One of my customers even went as far as to write a review containing a bunch of links to youtube videos. My competitor had said that we were an unlively establishment full of ugly people, and the youtube videos proved that to be completely false.
The flagging wars
So my competitor flagged the review with the youtube links citing yelp policy that "Offsite linking should be limited" That review got taken down. We fired back flagging reviews and citing yelp policy as well. Our competitor made the mistake of writing updates that "Are not new experiences" For example, one girl who became the girlfriend of the leader of these folks initially gave us a great review. When she started getting deep dicked she wrote an update review about how shitty we were. Technically she didn't have a new experience, so she got flagged, review removed. For a while every morning was spent dealing with this bullshit. I tried going through regular yelp channels and it was of no help. I begged yelp "Just take us off your service". They quoted DMCA safe harbor laws. I got sick of it, so I started dropping dox on reviewers, Jeremy Stoppleman, other Yelp Big wigs, etc. Me and some of our regulars started having our own version of photoshop Friday, pasting the faces of some of these douchebags on gay porn and what not. Sure it was childish, but we decided we to could hide behind "DMCA Safe Harbor". Fuck em.

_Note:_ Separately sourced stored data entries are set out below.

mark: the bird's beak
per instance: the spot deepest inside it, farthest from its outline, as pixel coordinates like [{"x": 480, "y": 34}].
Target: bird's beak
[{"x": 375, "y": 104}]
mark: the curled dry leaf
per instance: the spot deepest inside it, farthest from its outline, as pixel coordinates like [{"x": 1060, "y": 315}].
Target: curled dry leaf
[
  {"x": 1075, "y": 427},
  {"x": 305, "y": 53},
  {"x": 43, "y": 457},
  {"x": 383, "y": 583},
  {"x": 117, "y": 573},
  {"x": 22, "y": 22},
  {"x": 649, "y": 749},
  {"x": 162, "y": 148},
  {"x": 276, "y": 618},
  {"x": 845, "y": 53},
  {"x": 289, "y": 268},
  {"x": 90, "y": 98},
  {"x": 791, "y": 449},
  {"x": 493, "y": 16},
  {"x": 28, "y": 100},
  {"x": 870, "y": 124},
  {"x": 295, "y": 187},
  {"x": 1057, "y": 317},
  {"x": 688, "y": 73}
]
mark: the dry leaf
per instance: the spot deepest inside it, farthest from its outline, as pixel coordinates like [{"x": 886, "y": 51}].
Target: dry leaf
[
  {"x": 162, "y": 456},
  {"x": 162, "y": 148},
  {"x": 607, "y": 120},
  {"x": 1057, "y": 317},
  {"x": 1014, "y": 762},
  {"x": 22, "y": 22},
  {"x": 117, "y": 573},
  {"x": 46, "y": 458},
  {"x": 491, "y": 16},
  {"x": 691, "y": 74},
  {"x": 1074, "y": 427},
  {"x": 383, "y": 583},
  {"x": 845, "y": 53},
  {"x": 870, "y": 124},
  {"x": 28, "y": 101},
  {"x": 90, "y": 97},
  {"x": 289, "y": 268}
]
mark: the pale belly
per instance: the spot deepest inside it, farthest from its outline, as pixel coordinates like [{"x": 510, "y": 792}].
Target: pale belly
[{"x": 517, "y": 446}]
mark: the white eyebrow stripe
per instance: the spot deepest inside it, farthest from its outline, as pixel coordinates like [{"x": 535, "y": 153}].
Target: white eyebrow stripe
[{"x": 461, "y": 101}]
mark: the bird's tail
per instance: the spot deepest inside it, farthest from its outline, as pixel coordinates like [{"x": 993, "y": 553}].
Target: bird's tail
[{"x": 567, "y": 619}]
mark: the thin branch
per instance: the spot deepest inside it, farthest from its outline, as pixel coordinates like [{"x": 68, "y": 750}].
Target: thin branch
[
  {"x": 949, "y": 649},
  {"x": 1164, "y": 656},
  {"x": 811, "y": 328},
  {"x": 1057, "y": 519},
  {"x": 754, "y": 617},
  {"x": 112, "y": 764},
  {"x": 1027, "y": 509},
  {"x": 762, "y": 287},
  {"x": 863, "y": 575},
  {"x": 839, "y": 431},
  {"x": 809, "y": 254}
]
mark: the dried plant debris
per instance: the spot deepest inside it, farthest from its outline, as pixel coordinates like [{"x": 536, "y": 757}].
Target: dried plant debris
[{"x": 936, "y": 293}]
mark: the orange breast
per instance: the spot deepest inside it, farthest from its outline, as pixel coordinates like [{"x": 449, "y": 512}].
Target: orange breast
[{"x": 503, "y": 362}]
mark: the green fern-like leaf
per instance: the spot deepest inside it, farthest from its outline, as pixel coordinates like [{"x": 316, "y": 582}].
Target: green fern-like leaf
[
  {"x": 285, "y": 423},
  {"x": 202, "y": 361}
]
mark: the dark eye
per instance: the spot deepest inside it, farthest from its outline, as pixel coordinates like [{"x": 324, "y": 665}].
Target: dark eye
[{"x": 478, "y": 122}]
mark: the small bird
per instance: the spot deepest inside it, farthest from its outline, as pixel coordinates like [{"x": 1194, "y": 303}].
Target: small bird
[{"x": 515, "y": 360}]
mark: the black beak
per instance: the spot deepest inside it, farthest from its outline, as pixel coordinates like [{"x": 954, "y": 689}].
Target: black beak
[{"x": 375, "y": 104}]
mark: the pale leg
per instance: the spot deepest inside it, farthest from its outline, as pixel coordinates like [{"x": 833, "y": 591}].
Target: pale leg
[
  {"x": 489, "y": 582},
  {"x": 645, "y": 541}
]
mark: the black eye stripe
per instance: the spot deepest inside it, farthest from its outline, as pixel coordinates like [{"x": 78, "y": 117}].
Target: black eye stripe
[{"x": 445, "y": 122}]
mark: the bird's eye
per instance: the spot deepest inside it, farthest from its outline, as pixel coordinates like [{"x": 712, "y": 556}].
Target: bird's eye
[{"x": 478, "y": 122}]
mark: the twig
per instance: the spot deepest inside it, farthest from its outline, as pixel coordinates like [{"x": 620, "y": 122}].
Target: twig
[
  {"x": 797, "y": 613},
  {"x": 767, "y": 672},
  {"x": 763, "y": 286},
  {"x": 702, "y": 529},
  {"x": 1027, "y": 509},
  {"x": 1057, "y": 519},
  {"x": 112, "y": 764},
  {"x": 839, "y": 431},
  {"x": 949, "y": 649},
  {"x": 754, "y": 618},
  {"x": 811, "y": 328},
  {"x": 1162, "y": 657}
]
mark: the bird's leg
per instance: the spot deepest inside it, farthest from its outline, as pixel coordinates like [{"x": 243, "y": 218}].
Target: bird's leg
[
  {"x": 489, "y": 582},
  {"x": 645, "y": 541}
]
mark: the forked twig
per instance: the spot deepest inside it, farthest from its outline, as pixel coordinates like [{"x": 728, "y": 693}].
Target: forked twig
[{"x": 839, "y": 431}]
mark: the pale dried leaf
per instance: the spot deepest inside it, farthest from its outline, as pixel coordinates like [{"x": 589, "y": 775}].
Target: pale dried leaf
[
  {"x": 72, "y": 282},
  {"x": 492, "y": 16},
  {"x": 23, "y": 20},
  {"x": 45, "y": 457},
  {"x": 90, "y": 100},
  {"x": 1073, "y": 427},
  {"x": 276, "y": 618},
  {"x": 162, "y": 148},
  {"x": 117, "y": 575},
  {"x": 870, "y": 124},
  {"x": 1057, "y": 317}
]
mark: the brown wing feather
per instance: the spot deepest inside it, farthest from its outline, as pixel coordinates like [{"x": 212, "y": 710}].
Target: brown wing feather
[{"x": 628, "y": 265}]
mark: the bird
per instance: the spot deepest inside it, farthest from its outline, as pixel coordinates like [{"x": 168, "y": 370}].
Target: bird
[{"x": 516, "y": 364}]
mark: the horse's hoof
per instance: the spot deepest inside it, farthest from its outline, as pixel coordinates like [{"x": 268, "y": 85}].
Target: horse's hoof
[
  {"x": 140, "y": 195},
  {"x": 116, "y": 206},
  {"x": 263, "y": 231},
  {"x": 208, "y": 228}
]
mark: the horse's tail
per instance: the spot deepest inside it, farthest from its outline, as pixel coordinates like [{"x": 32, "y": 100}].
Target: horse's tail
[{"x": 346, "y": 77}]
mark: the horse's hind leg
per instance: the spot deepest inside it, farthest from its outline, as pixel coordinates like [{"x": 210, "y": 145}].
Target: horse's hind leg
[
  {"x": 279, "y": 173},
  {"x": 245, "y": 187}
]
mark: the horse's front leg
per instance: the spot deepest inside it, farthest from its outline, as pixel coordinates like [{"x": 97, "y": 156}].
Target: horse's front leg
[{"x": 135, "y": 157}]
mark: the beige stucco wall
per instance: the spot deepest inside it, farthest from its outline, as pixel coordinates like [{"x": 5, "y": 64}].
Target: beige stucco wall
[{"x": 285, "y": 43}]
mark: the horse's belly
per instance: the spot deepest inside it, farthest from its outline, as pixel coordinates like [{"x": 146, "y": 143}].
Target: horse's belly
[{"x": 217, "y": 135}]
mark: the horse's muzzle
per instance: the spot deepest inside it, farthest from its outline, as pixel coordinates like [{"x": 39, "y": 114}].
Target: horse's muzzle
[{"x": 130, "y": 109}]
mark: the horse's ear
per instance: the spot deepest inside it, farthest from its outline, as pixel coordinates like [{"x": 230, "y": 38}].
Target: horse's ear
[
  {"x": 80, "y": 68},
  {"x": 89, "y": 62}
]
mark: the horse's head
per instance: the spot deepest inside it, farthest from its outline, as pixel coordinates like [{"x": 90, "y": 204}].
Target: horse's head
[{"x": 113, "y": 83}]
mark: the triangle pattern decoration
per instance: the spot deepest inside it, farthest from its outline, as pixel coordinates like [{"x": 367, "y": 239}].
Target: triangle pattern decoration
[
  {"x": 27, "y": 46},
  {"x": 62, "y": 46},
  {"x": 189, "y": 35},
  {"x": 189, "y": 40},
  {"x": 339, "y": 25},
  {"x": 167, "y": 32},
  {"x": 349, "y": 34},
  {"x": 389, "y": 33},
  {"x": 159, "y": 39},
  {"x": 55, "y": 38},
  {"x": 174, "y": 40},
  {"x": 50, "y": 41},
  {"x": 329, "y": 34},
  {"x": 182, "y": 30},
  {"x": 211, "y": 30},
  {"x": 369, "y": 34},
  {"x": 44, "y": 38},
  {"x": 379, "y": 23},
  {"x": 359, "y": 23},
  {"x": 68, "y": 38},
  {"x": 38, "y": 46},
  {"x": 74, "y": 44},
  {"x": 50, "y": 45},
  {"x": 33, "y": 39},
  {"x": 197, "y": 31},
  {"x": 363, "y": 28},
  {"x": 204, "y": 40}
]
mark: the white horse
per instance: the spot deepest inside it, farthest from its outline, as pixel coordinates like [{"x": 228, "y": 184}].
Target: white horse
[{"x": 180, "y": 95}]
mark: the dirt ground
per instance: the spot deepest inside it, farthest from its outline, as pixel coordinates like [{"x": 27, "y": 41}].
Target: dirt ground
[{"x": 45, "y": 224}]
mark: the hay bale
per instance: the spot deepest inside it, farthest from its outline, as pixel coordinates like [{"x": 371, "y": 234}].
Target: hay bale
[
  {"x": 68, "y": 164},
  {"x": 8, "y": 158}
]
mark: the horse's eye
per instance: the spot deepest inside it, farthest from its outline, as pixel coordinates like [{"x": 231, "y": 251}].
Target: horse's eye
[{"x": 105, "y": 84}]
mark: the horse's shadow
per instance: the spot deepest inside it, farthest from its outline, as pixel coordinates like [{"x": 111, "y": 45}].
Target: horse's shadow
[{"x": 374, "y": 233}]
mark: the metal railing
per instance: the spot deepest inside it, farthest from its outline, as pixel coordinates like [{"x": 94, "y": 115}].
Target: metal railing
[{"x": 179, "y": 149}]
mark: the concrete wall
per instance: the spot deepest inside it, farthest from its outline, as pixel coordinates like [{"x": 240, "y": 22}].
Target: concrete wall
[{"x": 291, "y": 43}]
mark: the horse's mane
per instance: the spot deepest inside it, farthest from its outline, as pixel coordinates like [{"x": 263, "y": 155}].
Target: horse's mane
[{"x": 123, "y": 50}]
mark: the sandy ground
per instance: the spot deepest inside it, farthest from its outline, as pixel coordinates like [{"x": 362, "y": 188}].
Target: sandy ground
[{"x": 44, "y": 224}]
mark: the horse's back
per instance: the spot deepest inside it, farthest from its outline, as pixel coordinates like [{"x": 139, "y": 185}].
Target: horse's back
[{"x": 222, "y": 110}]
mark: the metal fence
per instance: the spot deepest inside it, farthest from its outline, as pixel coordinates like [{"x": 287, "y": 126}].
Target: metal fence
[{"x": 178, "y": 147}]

I don't know for sure if that worked, but the slurry of negative reviews stopped. The sort order on our yelp page suddenly changed. The owners son of the business I work at asked me to take down our photoshop friday and dox. Now it seems like we just have a cease fire.
We haven't been asked by yelp again if we want to join their program. Yelp is really sleazy, to me it seems like they condoned our competitors behavior just to pressure us into giving them money.
A lot of old time yelp regulars are giving up on yelp. Even AT&T has given up on them. In their last "Does your network do this?" Iphone commercial, they say "Find a great restaurant" That segment used to feature yelp, but now features Zagat.
If you google "Yelp is a scam" you will find many many websites supporting this. Google please don't make the mistake of buying yelp.
Actually, it was earlier this year in the East Bay Express .
Dog is my co-pilot.
I've had two reviews deleted that were "unfavorable" from Yelp. These weren't just "I don't like this" bland reviews, but critiquing service, food, etc. justifying 1 or 2 star ratings.
Yelp was made by consumers that were willing to write the feedback. Would they get a pie out of this deal?
Chowhound.com was the best restaurant review site on the web until they were acquired (and basically destroyed via redesign by CBS Interactive).